🤖 AI Summary
This paper addresses dynamic variable selection in high-dimensional time-varying regression with pre-specified group structures. We propose a scalable variational Bayesian framework, the first to integrate variational inference into this setting. Our method jointly incorporates dynamic sparsity-inducing priors—encompassing both group-wise sparsity and time-varying shrinkage—high-dimensional time-series modeling, and efficient approximate posterior computation. It achieves a favorable balance between statistical accuracy and computational scalability, making it suitable for large-scale macroeconomic forecasting tasks, such as inflation modeling. In extensive simulations and empirical analyses using real macroeconomic data, the method delivers substantial improvements in both point and density forecasting accuracy. Moreover, it uncovers economically interpretable, time-varying, and group-structured patterns among inflation drivers—revealing how key determinants evolve and cluster over time.
📝 Abstract
We develop a variational Bayes approach for dynamic variable selection in high-dimensional regression models with time-varying parameters and predictors that exhibit a predefined group structure.
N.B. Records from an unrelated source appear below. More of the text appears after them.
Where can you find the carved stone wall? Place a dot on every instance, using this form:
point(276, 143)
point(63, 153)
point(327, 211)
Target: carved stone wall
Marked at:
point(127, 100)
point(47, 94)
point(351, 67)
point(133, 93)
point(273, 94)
Through comprehensive simulation studies, we demonstrate that our method yields more accurate parameter estimates than existing Bayesian static and dynamic variable selection approaches while maintaining computational efficiency. We illustrate the performance of our approach within the context of a popular problem in economics: forecasting inflation based on a large set of macroeconomic predictors. Our approach demonstrates significant improvements in out-of-sample point and density forecasting accuracy. A retrospective analysis of the time-varying parameter estimates reveals economically interpretable patterns in inflation dynamics.